Supplementary Materials
Supplementary Figure 1: Baseline θ- and γ spectral density: Amplitude spectral density (ASD) was determined at baseline (−4.0 to −3.5s relative to t0). Scatter plots depict within-subject averaged baseline θ- and γ-band ASD grouped by event type (upper) or brain region (lower, MO = motor, SS = somatosensory, PA = parietal association, V = visual). Data depicted with the same color and symbol shape were obtained from the same subject and the lines connecting the symbols show the within-subject ASD changes in ASD among event type (upper) or brain region (lower). Asterisks represent statistically-significant post-hoc pairwise contrasts between event types (upper) or brain regions (lower) (*** p < 0.001, N = 6 subjects).

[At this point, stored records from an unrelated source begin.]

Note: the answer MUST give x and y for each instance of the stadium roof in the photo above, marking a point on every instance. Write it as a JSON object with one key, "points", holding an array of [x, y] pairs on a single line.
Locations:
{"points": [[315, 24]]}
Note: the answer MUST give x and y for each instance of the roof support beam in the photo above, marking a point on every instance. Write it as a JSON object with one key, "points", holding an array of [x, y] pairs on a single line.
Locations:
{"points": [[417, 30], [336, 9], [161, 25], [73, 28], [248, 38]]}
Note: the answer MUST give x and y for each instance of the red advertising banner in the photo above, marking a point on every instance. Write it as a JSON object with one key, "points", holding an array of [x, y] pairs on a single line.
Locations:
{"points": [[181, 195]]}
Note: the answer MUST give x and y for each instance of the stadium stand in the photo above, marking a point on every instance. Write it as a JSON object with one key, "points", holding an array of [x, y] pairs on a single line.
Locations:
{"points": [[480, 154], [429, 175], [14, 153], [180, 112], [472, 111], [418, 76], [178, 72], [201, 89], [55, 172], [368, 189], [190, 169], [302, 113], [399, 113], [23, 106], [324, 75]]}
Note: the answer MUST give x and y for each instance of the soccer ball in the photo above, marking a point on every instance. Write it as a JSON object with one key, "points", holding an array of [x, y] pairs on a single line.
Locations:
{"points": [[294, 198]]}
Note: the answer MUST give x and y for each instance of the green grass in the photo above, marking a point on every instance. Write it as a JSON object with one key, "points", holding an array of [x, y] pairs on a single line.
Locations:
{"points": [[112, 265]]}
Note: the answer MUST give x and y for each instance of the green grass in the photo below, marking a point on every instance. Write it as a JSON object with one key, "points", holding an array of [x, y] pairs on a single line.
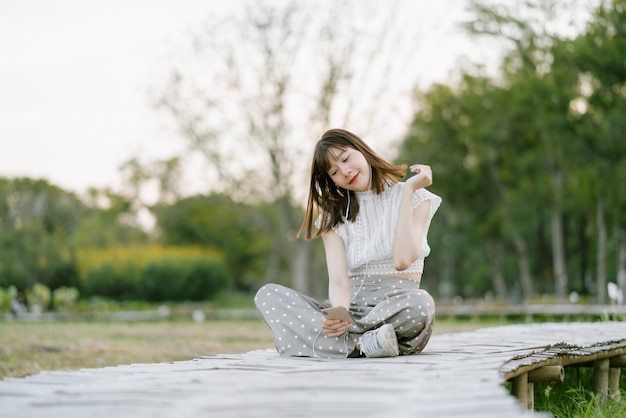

Supplementary Figure 2: Pre-spike spectral density. For each frequency band (δ/θ/α/β/γ), amplitude spectral density (ASD) was determined at baseline (−4.0 to −3.5s relative to t0) and from −2.0 seconds to the pre-spike time (−0.50, −0.25, −0.15, −0.10, −0.10s relative to t0 for δ, θ, α, β, γ-bands, respectively) in 0.05 second intervals. The ASD was pooled from electrodes in four brain regions (MO = motor, SS = somatosensory, PA = parietal association, V = visual). A) Among the six subjects, the average difference between the ASD at each time point and the baseline ASD (± standard deviation) in the motor area (filled symbols) and visual area (open symbols) was plotted for each event type (blue, SWD, green IS, red MS). B,C) Scatter plots depict B) within-subject averaged baseline (b) and pre-spike (p) δ-, α- and γ-band ASD or C) pre-spike γ-band ASD. LMEM testing demonstrated that SWD, but not IS or MS had significant interactions between brain region and baseline/pre-spike grouping (B) and γ-band pre-spike density (C), and thus these data are plotted separately for each brain region. Data depicted with the same color and symbol shape were obtained from the same subject and the lines connecting the symbols show the within-subject ASD changes. Asterisks represent statistically-significant post-hoc pairwise contrasts (*** p < 0.001, N = 6 subjects).